We’ve said it often: nuclear power is a foundation of a reliable power grid, holds down carbon emissions and is a staple of local economies. But it’s nice to hear it from others as well, and earlier this month, all those points were made by the Washington State Democratic Central Committee.

The committee passed a resolution calling for continued operation of the Columbia Generating Station, a publicly-owned reactor that since 1984 has been churning out 1,190 megawatts of power, enough to meet the needs of about a million households, and about 8.2 percent of the electricity generated in the state in 2014.

The reactor’s output is “continuously available regardless of weather conditions,” the resolution pointed out, and can help back up the rising levels of intermittent solar and wind power. Shutting it would mean the loss of 1,500 jobs directly, and three times that number in indirect jobs, and would double the state’s output of carbon dioxide from natural gas, the resolution said.

Gov. Walker signs bill ending Wisconsin's moratorium.
The Washington State Democrats are not alone in realizing the value of nuclear power. In February, Wisconsin ended a 33 year moratorium on construction of new nuclear plants. That moratorium was initiated over concern about what to do with used fuel, but Wisconsin, and the Democrats in Washington State, concluded that the problem is not urgent, because the fuel can be successfully stored for many decades in steel-and-concrete casks. The casks keep the fuel dry, and are cooled by the natural circulation of air.

In New York State, Governor Andrew Cuomo said when he called for the establishment of a clean energy standard that “maintaining zero-emission nuclear power is a critical element to achieving New York’s ambitious climate goals.’’

The NY Clean Energy Standard: it all adds up.
The governor acted to protect nuclear plants that were threatened by financial problems brought on by flaws in the electricity market. He said, “A growing number of climate scientists have warned that if these nuclear plants were to abruptly close, carbon emissions in New York will increase by more than 31 million metric tons during the next two years, resulting in public health and other societal costs of at least $1.4 billion.’’

Nationally, in a presidential campaign in which the candidates do not agree on much, they both like nuclear power. Scientific American magazine recently asked Hillary Clinton and Donald Trump various questions about energy and environment, and published their answers.

Mrs. Clinton said, “Meeting the climate challenge is too important to limit the tools available in this fight. Nuclear power—which accounts for more than 60 percent of our zero carbon power generation today—is one of those tools. I will work to ensure that the climate benefits of our existing nuclear power plants that are safe to operate are appropriately valued and increase investment in the research, development and deployment of advanced nuclear power.’’

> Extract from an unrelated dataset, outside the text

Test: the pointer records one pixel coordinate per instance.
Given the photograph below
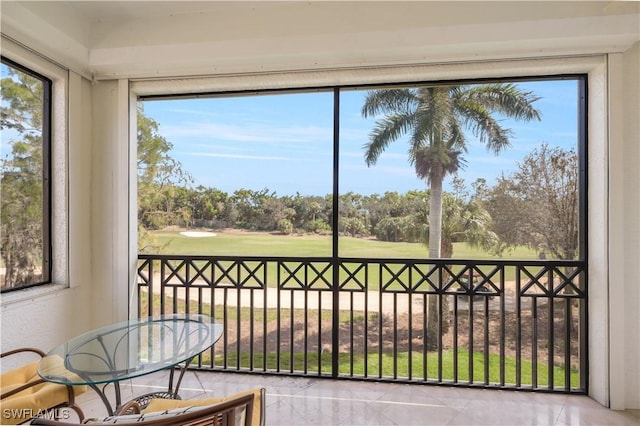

Mr. Trump is not a believer in human-caused climate change, but he likes nuclear too. He said, “Nuclear power is a valuable source of energy and should be part of an all-the-above program for providing power for America long into the future. We can make nuclear power safer, and its outputs are extraordinary given the investment we should make. Nuclear power must be an integral part of energy independence for America.’’

With the first in a series of debates in the Presidential campaign just hours away, it’s nice to think that not every issue divides the nation so deeply.